Liputan6.com, Jakarta - Sebuah pusat kompetensi daur ulang atau Cell Recycling Competence Center (CRCC) terbaru di Salching Bavaria kini telah diluncurkan oleh BMW Group. Hal tersebut menjadi langkah inovatif antara BMW Group dengan perusahaan yang berfokus pada daur ulang produk, Encory sebagai proyek bersama.
Daur ulang yang dilakukan memungkinkan sisa material dari produksi sel baterai untuk dibongkar secara mekanis. Bahan baku tidak sepenuhnya dikembalikan ke keadaan asalnya, tetapi langsung dimasukkan kembali ke dalam siklus produksi sel.
Advertisement
Dilansir dari laman resmi BMW, metodologi daur ulang dikembangkan oleh para ahli dari BMW Group dengan menghilangkan proses kimia atau termal konvensional yang intensif.
Di CRCC yang baru, daur ulang baterai langsung lebih ditingkatkan dan diperkenalkan secara bertahap, hingga setelah beroperasi penuh, volume tahunan material sel baterai yang didaur ulang akan berada di kisaran puluhan ton.
Ke depannya, bahan baku yang dipulihkan akan langsung digunakan kembali dalam produksi percontohan sel baterai di Pusat Kompetensi Manufaktur Sel (CMCC) milik perusahaan sendiri.
SPV Produksi Baterai di BMW AG, Markus Fallböhmer, mengungkapkan proses daur ulang baterai tersebut menempatkan BMW Group di garis terdepan industri.
Akan ada kemungkinan untuk pertama kalinya, produsen sel baterai dapat menggunakan daur ulang langsung dalam produksi massal.
“Teknologi ini memiliki potensi luar biasa untuk lebih mengoptimalkan produksi sel baterai,” sambungnya.
Perusahaan Patungan mengelola Pusat Kompetensi, Hak Kekayaan Intelektual tetap dimiliki oleh BMW Group.
Sebuah aula yang sudah ada di Salching di Lower Bavaria (distrik Straubing-Bogen) akan digunakan untuk Pusat Kompetensi yang baru.
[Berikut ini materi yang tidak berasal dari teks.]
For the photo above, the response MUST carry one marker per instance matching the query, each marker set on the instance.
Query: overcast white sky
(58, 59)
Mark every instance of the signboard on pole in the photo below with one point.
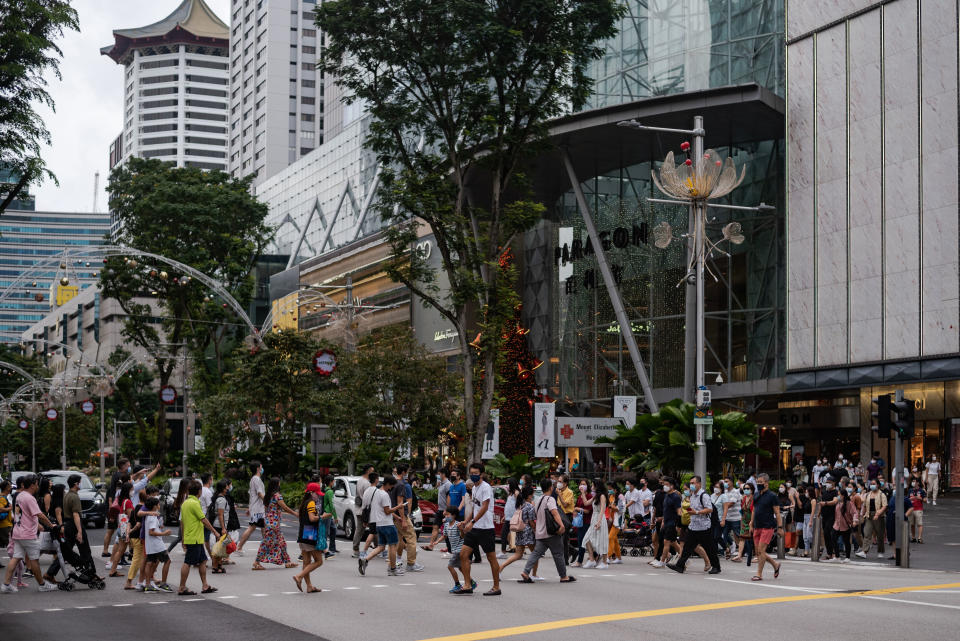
(491, 443)
(544, 415)
(573, 431)
(168, 395)
(625, 407)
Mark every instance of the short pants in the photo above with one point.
(26, 549)
(158, 557)
(484, 539)
(387, 535)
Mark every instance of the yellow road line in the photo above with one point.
(703, 607)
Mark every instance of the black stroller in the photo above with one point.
(77, 566)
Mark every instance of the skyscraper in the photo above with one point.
(176, 78)
(276, 95)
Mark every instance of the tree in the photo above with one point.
(204, 219)
(459, 90)
(28, 51)
(516, 388)
(276, 387)
(390, 392)
(665, 440)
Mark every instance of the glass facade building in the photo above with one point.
(663, 49)
(28, 239)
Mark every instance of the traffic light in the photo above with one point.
(884, 405)
(904, 422)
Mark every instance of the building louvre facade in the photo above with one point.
(276, 94)
(176, 83)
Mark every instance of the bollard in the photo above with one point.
(815, 550)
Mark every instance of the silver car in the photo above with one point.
(348, 512)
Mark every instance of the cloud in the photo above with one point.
(89, 100)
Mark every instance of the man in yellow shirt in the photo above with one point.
(194, 522)
(566, 502)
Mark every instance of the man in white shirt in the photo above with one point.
(381, 514)
(255, 506)
(479, 532)
(933, 478)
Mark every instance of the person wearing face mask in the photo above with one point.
(829, 497)
(932, 471)
(918, 497)
(699, 531)
(669, 520)
(872, 514)
(584, 508)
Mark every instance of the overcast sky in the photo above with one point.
(89, 100)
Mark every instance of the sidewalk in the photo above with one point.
(941, 538)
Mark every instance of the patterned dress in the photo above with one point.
(273, 547)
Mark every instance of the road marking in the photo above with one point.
(704, 607)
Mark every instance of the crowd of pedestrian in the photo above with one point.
(583, 525)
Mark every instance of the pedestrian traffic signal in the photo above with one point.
(904, 422)
(882, 415)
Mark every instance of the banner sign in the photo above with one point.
(543, 430)
(573, 431)
(625, 407)
(491, 443)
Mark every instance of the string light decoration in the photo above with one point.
(517, 388)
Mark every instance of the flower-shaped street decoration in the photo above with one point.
(706, 178)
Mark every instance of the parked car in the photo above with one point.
(348, 514)
(91, 496)
(168, 496)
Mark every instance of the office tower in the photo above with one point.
(276, 94)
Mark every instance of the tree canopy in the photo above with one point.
(204, 219)
(458, 90)
(29, 30)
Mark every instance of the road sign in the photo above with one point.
(168, 395)
(324, 362)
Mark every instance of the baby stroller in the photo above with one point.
(636, 536)
(81, 566)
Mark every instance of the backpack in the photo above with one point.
(516, 521)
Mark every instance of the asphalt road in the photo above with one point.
(629, 601)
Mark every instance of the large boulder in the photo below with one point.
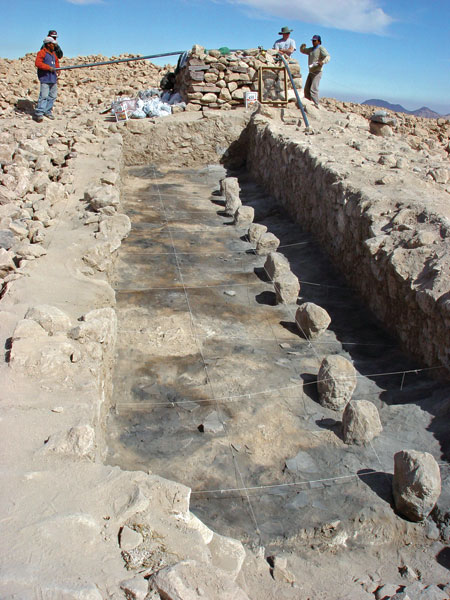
(183, 581)
(230, 189)
(276, 265)
(287, 288)
(255, 231)
(360, 422)
(312, 320)
(267, 243)
(244, 216)
(416, 484)
(336, 382)
(51, 318)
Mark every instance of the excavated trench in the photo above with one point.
(215, 388)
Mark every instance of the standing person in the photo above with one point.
(54, 34)
(46, 62)
(317, 57)
(285, 45)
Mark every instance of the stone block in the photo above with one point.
(77, 441)
(416, 484)
(312, 320)
(336, 382)
(255, 231)
(244, 216)
(360, 422)
(227, 554)
(50, 318)
(267, 243)
(230, 187)
(276, 265)
(189, 580)
(380, 129)
(287, 288)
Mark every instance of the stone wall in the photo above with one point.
(187, 140)
(220, 81)
(391, 248)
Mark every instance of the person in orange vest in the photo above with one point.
(46, 62)
(54, 34)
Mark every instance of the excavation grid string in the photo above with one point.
(273, 391)
(205, 366)
(329, 480)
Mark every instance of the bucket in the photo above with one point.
(122, 115)
(250, 98)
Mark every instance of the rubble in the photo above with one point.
(312, 320)
(60, 229)
(360, 422)
(416, 484)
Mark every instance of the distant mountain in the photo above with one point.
(420, 112)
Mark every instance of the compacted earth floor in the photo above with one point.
(214, 387)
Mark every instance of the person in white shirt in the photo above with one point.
(285, 45)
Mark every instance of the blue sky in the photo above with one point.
(397, 50)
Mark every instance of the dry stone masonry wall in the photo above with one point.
(390, 240)
(214, 80)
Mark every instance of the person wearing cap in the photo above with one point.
(46, 62)
(285, 45)
(54, 34)
(317, 57)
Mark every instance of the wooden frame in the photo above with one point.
(261, 85)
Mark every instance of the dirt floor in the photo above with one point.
(215, 388)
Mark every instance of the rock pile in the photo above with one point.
(79, 88)
(212, 79)
(416, 484)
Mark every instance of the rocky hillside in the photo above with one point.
(96, 86)
(424, 111)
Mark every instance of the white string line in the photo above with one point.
(281, 485)
(280, 340)
(193, 328)
(237, 397)
(297, 483)
(252, 512)
(230, 284)
(192, 321)
(207, 254)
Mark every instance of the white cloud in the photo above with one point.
(85, 1)
(364, 16)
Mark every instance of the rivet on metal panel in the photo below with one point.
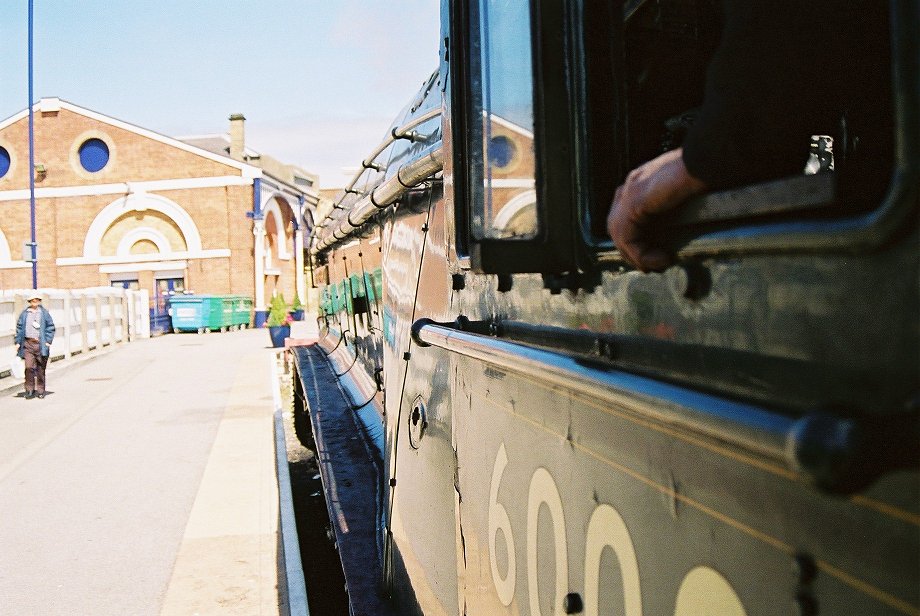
(572, 603)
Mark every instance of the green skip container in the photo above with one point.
(200, 313)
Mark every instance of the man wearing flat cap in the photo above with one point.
(34, 333)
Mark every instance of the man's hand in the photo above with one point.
(659, 185)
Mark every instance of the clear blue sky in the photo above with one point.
(318, 80)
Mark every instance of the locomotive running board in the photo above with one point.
(837, 454)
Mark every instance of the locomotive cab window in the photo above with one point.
(508, 81)
(767, 111)
(558, 101)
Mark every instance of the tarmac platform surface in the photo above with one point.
(143, 483)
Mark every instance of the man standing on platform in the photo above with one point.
(34, 333)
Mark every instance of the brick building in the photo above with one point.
(116, 204)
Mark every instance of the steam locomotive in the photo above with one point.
(510, 419)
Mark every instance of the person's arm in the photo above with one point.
(657, 186)
(49, 327)
(20, 329)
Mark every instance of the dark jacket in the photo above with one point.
(45, 332)
(785, 71)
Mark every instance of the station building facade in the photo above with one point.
(116, 204)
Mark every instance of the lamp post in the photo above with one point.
(32, 243)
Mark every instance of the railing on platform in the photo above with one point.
(86, 320)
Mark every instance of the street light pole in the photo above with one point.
(32, 243)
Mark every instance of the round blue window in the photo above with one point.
(94, 155)
(4, 161)
(501, 151)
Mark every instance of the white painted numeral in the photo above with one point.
(543, 491)
(498, 519)
(607, 529)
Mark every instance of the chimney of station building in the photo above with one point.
(237, 136)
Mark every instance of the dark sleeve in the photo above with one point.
(769, 86)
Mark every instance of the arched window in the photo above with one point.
(94, 155)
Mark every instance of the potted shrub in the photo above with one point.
(297, 309)
(278, 321)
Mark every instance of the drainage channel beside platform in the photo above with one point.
(307, 550)
(350, 475)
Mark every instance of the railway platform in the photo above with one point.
(144, 483)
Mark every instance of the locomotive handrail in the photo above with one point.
(822, 449)
(403, 132)
(409, 175)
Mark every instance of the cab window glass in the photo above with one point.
(503, 117)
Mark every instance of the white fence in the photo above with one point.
(86, 320)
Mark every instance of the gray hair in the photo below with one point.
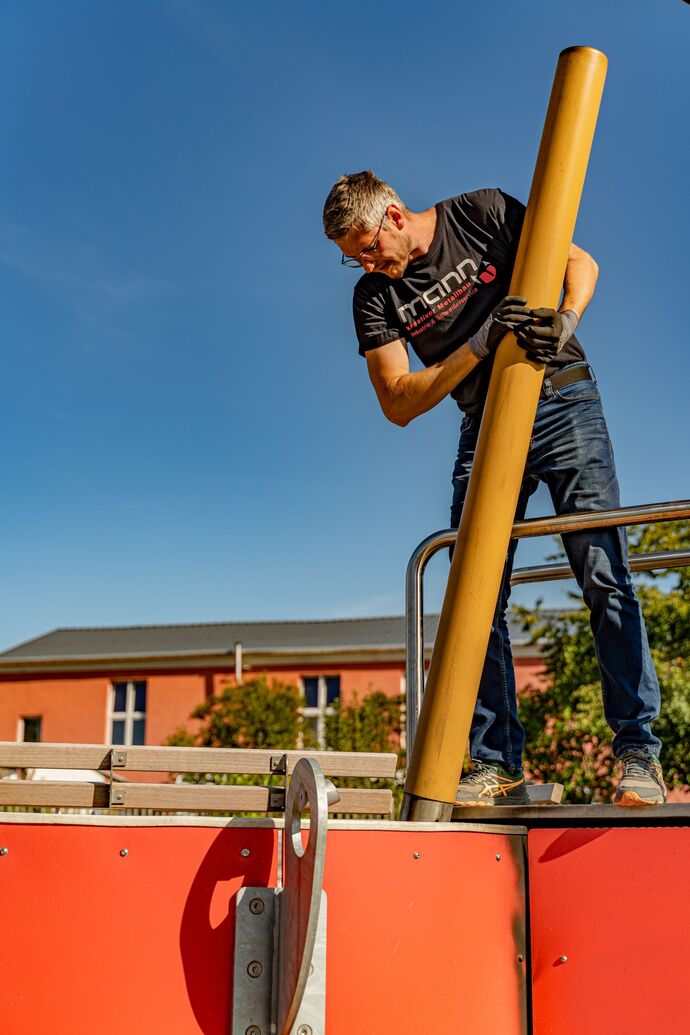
(357, 202)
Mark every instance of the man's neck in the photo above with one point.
(422, 228)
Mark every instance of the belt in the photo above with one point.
(580, 372)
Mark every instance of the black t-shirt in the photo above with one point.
(447, 294)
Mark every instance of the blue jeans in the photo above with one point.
(570, 450)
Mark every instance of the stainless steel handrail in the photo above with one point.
(649, 513)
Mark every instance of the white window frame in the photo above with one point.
(323, 708)
(21, 729)
(129, 715)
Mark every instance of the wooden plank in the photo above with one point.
(45, 794)
(545, 794)
(15, 756)
(191, 760)
(176, 797)
(198, 797)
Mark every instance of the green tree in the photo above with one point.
(372, 725)
(258, 713)
(567, 736)
(266, 714)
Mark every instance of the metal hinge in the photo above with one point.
(279, 977)
(276, 799)
(278, 764)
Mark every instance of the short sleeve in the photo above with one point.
(373, 322)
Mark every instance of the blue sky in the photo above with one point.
(188, 433)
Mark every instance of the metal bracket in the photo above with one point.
(276, 799)
(117, 795)
(281, 932)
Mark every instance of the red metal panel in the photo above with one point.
(616, 903)
(93, 941)
(424, 945)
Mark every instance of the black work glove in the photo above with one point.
(510, 314)
(546, 332)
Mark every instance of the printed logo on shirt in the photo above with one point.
(445, 296)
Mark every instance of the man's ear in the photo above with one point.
(396, 215)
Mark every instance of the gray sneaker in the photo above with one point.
(487, 784)
(642, 781)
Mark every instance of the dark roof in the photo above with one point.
(215, 641)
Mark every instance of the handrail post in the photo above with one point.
(647, 513)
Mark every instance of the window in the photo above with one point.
(127, 713)
(320, 692)
(30, 729)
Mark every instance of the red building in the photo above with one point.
(138, 684)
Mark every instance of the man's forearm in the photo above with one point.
(411, 394)
(579, 282)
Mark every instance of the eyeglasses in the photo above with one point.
(356, 261)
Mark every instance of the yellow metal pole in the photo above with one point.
(511, 404)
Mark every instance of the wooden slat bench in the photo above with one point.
(119, 793)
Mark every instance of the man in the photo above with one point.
(437, 281)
Tak hanya itu, bangunan ini juga menawarkan ruang kantor seluas 350 meter persegi.
Meskipun Pusat Kompetensi akan dibangun dan dioperasikan oleh perusahaan Encory, hak kekayaan intelektual untuk metode daur ulang sepenuhnya dimiliki oleh BMW Group.
Sebagai usaha patungan antara BMW Group dan Interzero Group, Encory akan mengembangkan dan mengimplementasikan solusi logistik dan konsultasi, termasuk untuk pemulihan, daur ulang, dan perbaikan komponen kendaraan.
Kedua mitra masing-masing memiliki 50 persen saham di perusahaan tersebut.
BMW Group melihat ekonomi sirkular sebagai salah satu isu kunci dalam membentuk mobilitas yang lebih efisien dalam penggunaan sumber daya.
Pendekatannya bertujuan untuk menemukan cara terbaik agar material tetap berada dalam siklus dan memastikan bahwa sumber daya tidak hilang, juga mempertahankan nilainya untuk penggunaan jangka panjang.